Cette proportion de signatures rejetées – près d’un tiers ! – nous a tout d’abord surpris. En effet, nous avions pris soin de rappeler systématiquement aux camarades qu’ils ne pouvaient pas signer notre texte alternatif s’ils n’étaient pas à jour de cotisations depuis au moins trois mois, conformément aux statuts. Mais les jours passant, nous avons commencé à recevoir des coups de téléphone et des e-mails de camarades signataires nous signalant qu’ils avaient reçu le fameux courrier de la direction alors qu’il ne fait aucun doute, d’après eux et leur trésorier de section, qu’ils sont bien à jour de cotisations.

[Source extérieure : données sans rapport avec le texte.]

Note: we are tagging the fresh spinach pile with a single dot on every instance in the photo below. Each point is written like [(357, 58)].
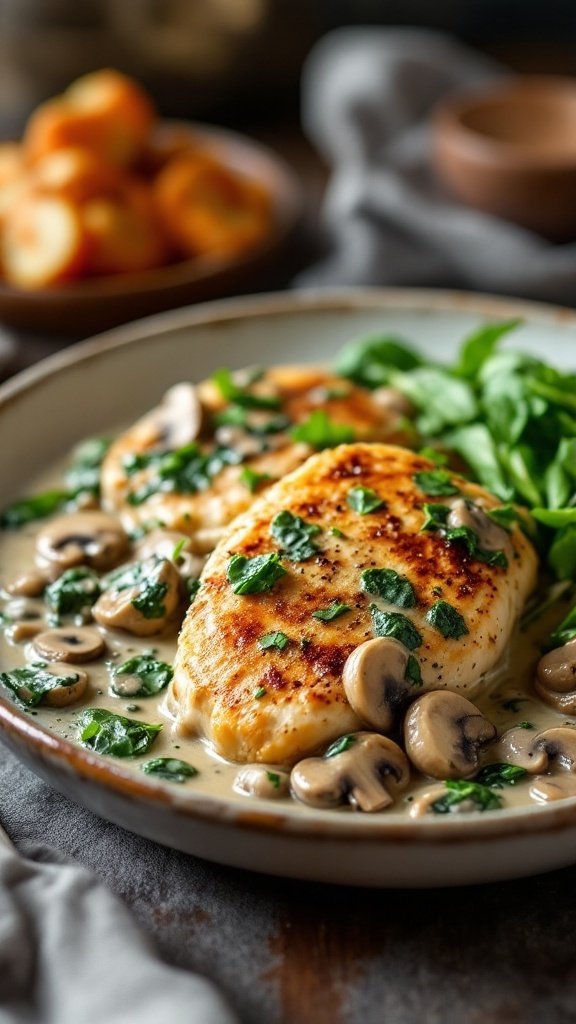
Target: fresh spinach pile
[(508, 415)]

A ce jour, près d’une trentaine de camarades se sont ainsi manifestés. Mais combien ont été victimes de cette « erreur », au total ? Nous l’ignorons. Sans doute davantage. Malgré plusieurs demandes de notre part, le pôle « vie du parti » ne nous a toujours pas communiqué la liste des signatures rejetées. Si l’on en croit ce que nous dit Jacques Chabalier, ce qui retarderait l’envoi de cette liste, c’est une deuxième vérification des signatures invalidées. A quoi pourrait bien servir une deuxième vérification, puisque le nombre de signatures rejetées a été annoncé publiquement ? Cela n’a de sens que si c’est pour publier un correctif et des explications dans L’Humanité ou Communistes. Il est permis d’en douter, mais nous le souhaitons et le demandons.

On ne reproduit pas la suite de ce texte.